If your source data has a duplicate source, you may add it to duplicates.json found inside the data_processing_scripts folder.

Example:

{
  "National Aeronautics Space Administration": "NASA",
  ...
}

This example will group both "National Aeronautics Space Administration" and "NASA" under the source name "NASA" in data_processing.py.

Ignoring Data:

If your source data has any source, category or keyword you want ignored, you may add it to ignoreData.json found inside the data_processing_scripts folder.

Example:

{
  "source": ["NASA"],
  "category": ["Earth Science", "Geospatial"],
  "keyword": []
}

This example will ignore all entries in which "NASA" is the source, and ignore all entires with "Earth Science" and "Geospatial" are categories. NOTE: Category refers to "theme" in the original schema

Keyword Count Minimum:

keyword_count_threshold sets the minimum number a keyword count must be to be added to processed_data.json and can be changed inside data_processing.py here.

Data Visualization:

The code used to visualize the data is visualizations.js and can be found inside nasawds-2.07/js.

Expanding Acronyms to be Displayed in Treemap Legend:

In acronyms.json, found inside nasawds-2.0.7/json, you may select acronyms you wish to be expanded for the purpose of displaying them in the treemap legend.

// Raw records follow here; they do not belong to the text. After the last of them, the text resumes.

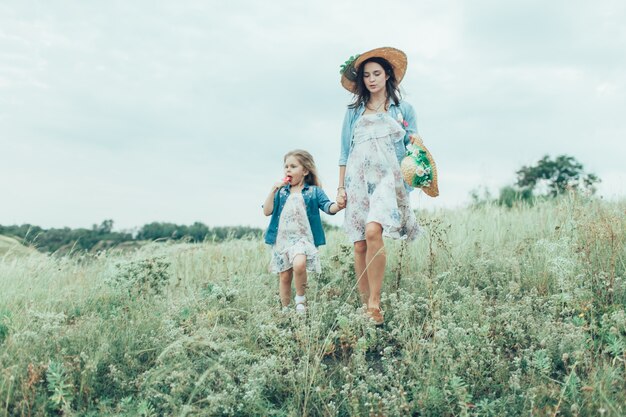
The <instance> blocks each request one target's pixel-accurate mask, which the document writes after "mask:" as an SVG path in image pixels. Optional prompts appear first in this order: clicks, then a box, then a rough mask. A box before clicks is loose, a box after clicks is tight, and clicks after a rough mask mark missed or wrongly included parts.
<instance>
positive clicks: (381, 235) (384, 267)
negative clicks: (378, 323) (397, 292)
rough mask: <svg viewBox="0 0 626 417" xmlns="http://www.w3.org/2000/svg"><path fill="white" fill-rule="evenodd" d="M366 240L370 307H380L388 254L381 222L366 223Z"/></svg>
mask: <svg viewBox="0 0 626 417" xmlns="http://www.w3.org/2000/svg"><path fill="white" fill-rule="evenodd" d="M365 241H366V244H367V252H366V254H365V261H366V265H367V278H368V279H367V281H368V283H369V299H368V302H367V307H368V308H380V291H381V289H382V286H383V278H384V276H385V265H386V263H387V256H386V254H385V245H384V242H383V228H382V226H381V225H380V223H376V222H371V223H368V224H366V225H365Z"/></svg>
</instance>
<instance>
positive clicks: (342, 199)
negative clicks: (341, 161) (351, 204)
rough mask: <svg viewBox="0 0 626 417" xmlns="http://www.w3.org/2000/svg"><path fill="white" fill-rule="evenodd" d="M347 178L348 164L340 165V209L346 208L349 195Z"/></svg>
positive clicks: (339, 199)
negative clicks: (345, 182) (345, 183)
mask: <svg viewBox="0 0 626 417" xmlns="http://www.w3.org/2000/svg"><path fill="white" fill-rule="evenodd" d="M345 179H346V166H345V165H339V186H338V187H337V205H338V206H339V209H343V208H346V204H347V202H348V201H347V196H346V187H345V183H344V181H345Z"/></svg>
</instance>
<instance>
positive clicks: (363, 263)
mask: <svg viewBox="0 0 626 417" xmlns="http://www.w3.org/2000/svg"><path fill="white" fill-rule="evenodd" d="M366 253H367V243H366V242H365V240H359V241H358V242H354V273H355V274H356V279H357V288H358V290H359V294H360V295H361V302H362V303H363V304H365V305H367V303H368V300H369V298H370V284H369V281H368V279H367V271H366V270H365V265H366V261H365V257H366Z"/></svg>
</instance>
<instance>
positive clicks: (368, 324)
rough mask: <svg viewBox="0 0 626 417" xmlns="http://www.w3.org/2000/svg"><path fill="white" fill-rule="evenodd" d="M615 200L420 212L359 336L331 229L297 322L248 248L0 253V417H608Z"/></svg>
mask: <svg viewBox="0 0 626 417" xmlns="http://www.w3.org/2000/svg"><path fill="white" fill-rule="evenodd" d="M625 214H626V204H624V203H606V202H602V201H597V200H581V199H579V198H577V197H568V198H563V199H560V200H558V201H552V202H543V203H540V204H538V205H536V206H534V207H521V208H514V209H511V210H508V209H503V208H501V207H496V206H490V205H486V206H482V207H474V208H468V209H460V210H456V211H438V212H434V213H422V214H421V223H422V224H423V225H424V229H425V231H424V234H423V235H422V236H421V238H420V239H419V240H418V241H417V242H413V243H410V244H408V245H403V244H402V243H400V242H397V241H389V242H387V253H388V268H387V275H386V278H385V286H384V294H383V308H384V309H385V311H386V323H385V325H384V326H383V327H382V328H376V327H373V326H372V325H371V324H370V323H369V322H368V321H367V320H366V319H365V318H364V317H363V314H362V311H361V310H360V307H359V304H358V296H357V294H356V293H355V286H354V281H355V279H354V274H353V271H352V264H351V262H352V259H351V247H350V245H349V244H348V242H347V241H346V240H345V237H344V235H343V234H342V233H341V232H337V231H334V232H330V233H328V236H327V238H328V239H327V240H328V242H329V244H328V245H327V246H325V247H323V248H322V267H323V272H322V273H321V274H319V275H312V276H310V277H309V284H310V285H309V290H308V292H307V296H308V298H309V310H308V314H307V316H306V317H301V316H299V315H296V314H295V313H283V312H281V310H280V308H279V301H278V291H277V289H278V288H277V278H276V276H275V275H273V274H269V273H267V264H268V260H269V254H268V252H267V249H266V246H265V245H264V244H263V243H262V242H261V241H256V240H254V241H253V240H237V241H227V242H224V243H220V244H211V243H206V244H195V245H192V244H167V243H160V244H150V245H147V246H144V247H142V248H140V249H138V250H136V251H132V252H125V253H123V252H118V253H113V252H109V253H106V252H102V253H99V254H96V255H92V254H86V255H74V256H72V257H52V256H41V255H40V254H37V253H32V252H31V251H23V252H22V253H21V254H20V255H19V256H18V255H14V253H15V251H12V252H11V253H12V254H11V255H6V254H1V253H0V288H1V290H0V416H30V415H32V416H40V415H81V416H113V415H115V416H153V415H154V416H156V415H166V416H213V415H217V416H219V415H225V416H226V415H228V416H232V415H236V416H246V415H267V416H304V415H306V416H404V415H416V416H507V415H508V416H556V415H559V416H624V415H626V382H625V381H626V312H625V305H626V283H625V282H624V279H625V272H626V265H625V262H626V249H625V240H626V215H625Z"/></svg>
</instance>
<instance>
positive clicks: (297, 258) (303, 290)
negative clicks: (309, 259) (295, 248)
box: [293, 255, 307, 296]
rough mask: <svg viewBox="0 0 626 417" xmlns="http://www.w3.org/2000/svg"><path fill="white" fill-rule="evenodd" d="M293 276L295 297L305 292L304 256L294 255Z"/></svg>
mask: <svg viewBox="0 0 626 417" xmlns="http://www.w3.org/2000/svg"><path fill="white" fill-rule="evenodd" d="M293 275H294V277H295V281H296V295H300V296H302V295H304V292H305V291H306V281H307V275H306V255H296V256H295V258H293Z"/></svg>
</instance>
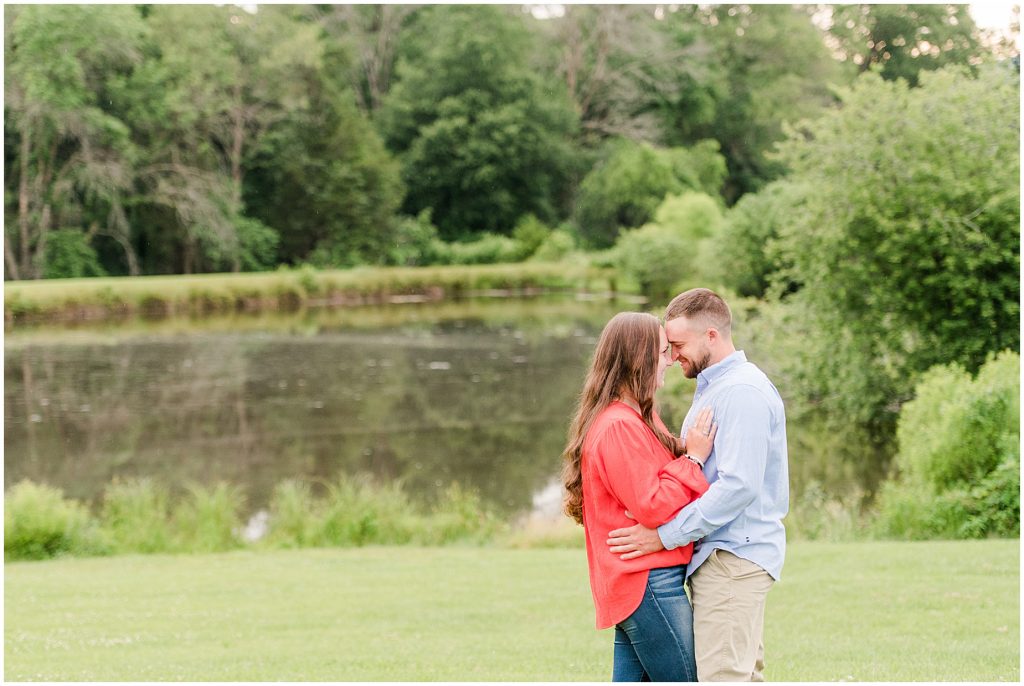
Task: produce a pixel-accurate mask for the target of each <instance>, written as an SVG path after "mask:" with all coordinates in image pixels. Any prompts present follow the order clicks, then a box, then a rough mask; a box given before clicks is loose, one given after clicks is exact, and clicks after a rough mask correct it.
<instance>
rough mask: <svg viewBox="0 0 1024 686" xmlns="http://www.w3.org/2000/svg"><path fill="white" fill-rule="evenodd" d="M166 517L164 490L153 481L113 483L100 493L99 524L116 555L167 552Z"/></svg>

Each acronym must have a type (either source or category), and a name (the acronym's expansion).

Example:

{
  "NASA": { "type": "source", "name": "National Aeronautics Space Administration"},
  "GPM": {"type": "category", "name": "Global Precipitation Measurement"}
}

Treemap Rectangle and Legend Key Links:

When a user clicks on either a treemap rectangle or a legend key, they are redirected to data.nasa.gov's data catalog page. Changing where a user is redirected can be done inside of nasawds-2.07/js/visualizations.js. Setting the treemap rectangle link is done here, and setting the legend key link is done here.

Functions:

create_treemap(<data>, <format>) function takes the processed_data.json as the first argument, and the treemap format (d3.treemapSquarify, d3.treemapBinary, d3.treemapSlice, d3.treemapDice, d3.treemapSliceDice) as the second. This function is responsible for rendering and appending the treemap to the site.

changeNesting(<data>) function takes the processed_data.json as an argument, and returns back the same data except it changes the grouping/nesting order from source -> category -> keyword to category -> source -> keyword.

clean_data_treemap(<data>) function takes the processed_data.json as an argument, and is responsible for removing sources and categories that have no children, as well as swap out source and category acronyms listed in acronyms.json (found inside nasawds-2.0.7/json) using swap_acronyms(). This new cleaned dataset it returned.

swap_acronyms(<acronym>) function takes an acronym string and returns its expantion if listed in acronyms.json. If no expantion is found, the original acronym string is returned.